In the recent past, MFA positioned as a holding company, which offers its flexibility to grow its credit sensitive portfolio exposure. The company has been consistently increasing its credit portfolio. In 1Q2015, MFA's RPL and NPL pool loans portfolio increased to $2.3 billion, up from $2 billion in 4Q2014. In 1Q2015, the company invested $500 million in RPL and NPL pool loans, replacing run-off of $200 million. Separately, the company has been expanding its residential whole loan portfolio. By the end of 1Q2015, MFA's residential whole loan portfolio grew to $387 million, up from $351 million in 4Q2014. MFA's credit sensitive assets comprise almost 21% of its total assets, in comparison to 18% in 4Q2014.
I expect the company's credit exposure to continue to grow, which will bode well for its earnings outlook and stock price. The increasing non-agency and credit exposure will augur well for its EPS because RPL/NPL, residential whole loans and non-agency MBS have higher average coupons of 3.54%, 5.3% and 5.81%, versus agency MBS' yield of almost 3%. The table below displays asset allocation and the corresponding average coupons.
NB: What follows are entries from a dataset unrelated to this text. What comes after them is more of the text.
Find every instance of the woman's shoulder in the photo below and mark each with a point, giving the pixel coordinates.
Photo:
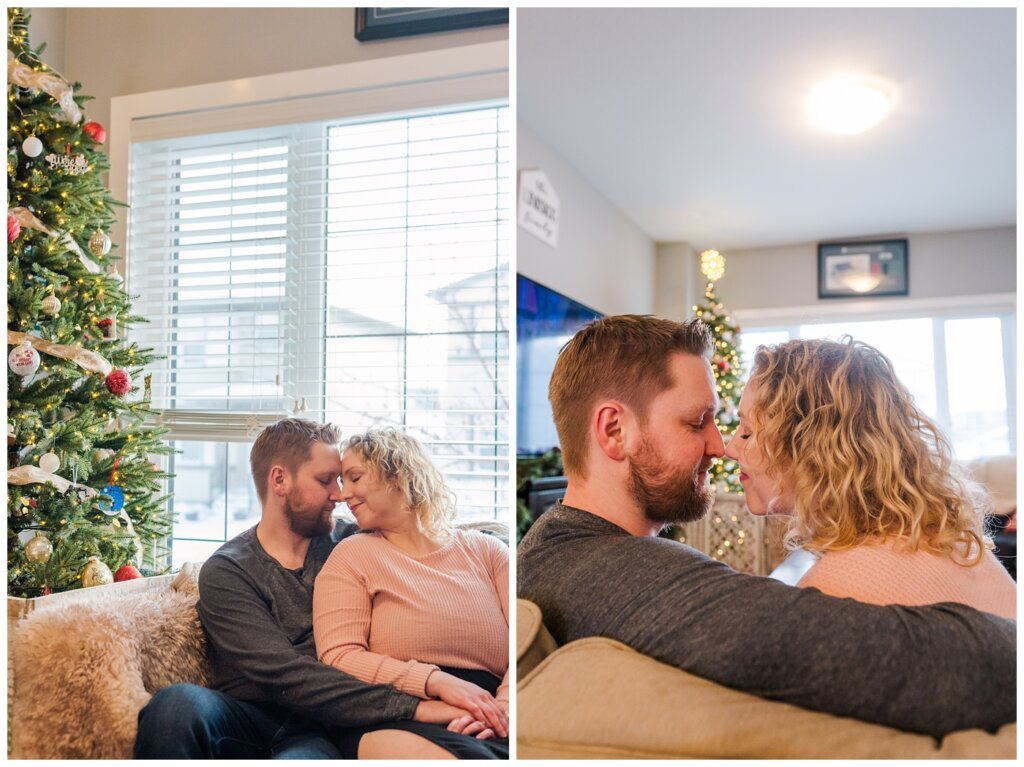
(364, 541)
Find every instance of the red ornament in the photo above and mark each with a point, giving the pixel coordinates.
(126, 572)
(119, 382)
(95, 131)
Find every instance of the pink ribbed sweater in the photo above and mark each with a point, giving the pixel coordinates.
(388, 618)
(879, 573)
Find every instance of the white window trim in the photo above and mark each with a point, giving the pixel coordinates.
(471, 73)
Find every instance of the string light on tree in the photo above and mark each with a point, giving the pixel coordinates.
(70, 374)
(725, 365)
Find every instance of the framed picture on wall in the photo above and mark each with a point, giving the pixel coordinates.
(378, 24)
(868, 268)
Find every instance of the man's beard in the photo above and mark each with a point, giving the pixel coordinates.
(666, 497)
(307, 521)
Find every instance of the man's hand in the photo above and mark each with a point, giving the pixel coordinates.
(471, 698)
(469, 726)
(437, 712)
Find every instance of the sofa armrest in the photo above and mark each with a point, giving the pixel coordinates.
(85, 671)
(534, 641)
(598, 698)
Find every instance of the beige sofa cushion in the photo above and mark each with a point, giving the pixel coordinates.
(534, 642)
(596, 697)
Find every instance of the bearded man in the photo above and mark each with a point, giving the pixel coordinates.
(270, 697)
(634, 403)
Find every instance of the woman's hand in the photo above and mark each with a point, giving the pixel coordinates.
(467, 725)
(467, 695)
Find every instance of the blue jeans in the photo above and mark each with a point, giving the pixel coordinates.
(185, 721)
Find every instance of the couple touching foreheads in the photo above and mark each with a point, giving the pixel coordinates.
(827, 436)
(327, 644)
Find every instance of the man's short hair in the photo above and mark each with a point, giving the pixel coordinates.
(287, 442)
(623, 357)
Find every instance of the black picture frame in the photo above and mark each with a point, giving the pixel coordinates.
(857, 269)
(380, 24)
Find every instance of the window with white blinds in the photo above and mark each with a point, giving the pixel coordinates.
(352, 270)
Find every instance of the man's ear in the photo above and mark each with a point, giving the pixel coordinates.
(611, 423)
(279, 480)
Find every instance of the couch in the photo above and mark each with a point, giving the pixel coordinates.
(83, 664)
(597, 698)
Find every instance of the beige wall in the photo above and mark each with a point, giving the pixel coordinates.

Source: Investors Presentation
Furthermore, the company's credit fundamentals of the non-agency portfolio continue to improve as the LTV ratio decreased for several loans backing its non-agency mortgages. And as a result, it lowered its future loss estimates and transferred almost $22 million to accretable discounts, which will strengthen its interest income realized over the remaining life of its non-agency MBS. Also, the company's portfolio composition strategy will allow it to benefit from acceleration in prepayment speed, given the higher relative discount accretion on its credit securities versus premium amortization of agency securities.
Dividends and Valuation
MFA offers a quarterly dividend of $0.20 per share, which is backed by its 1Q2015 EPS of $0.21; the stock offers a yield of 10.2%. The company will continue to maintain its dividends, as its dividend security will improve in future, as it has been increasing its credit exposure, which will strengthen its EPS.
The stock is currently trading at a 9% discount to its book value; it has a price-to-book value of 0.91x. As the company will continue to grow its credit portfolio, which will strengthen its earnings, I think the stock price multiple will expand, which will result in price appreciation. The following graph shows the price-to-book value historical trend for the company.
MFA has an impressive and diverse portfolio composition strategy. The company's growing credit portfolio exposure will strengthen its future earning and allow the company to maintain its dividends. As the stock offers an attractive yield of 10.2%, it stays a good investment opportunity for income-seeking investors. Also, the company's portfolio strategy will allow it to benefit from acceleration in prepayment speed. Moreover, as the company will continue to expand its credit portfolio, the stock valuation will expand; the stock is currently trading at a 9% discount to its book value.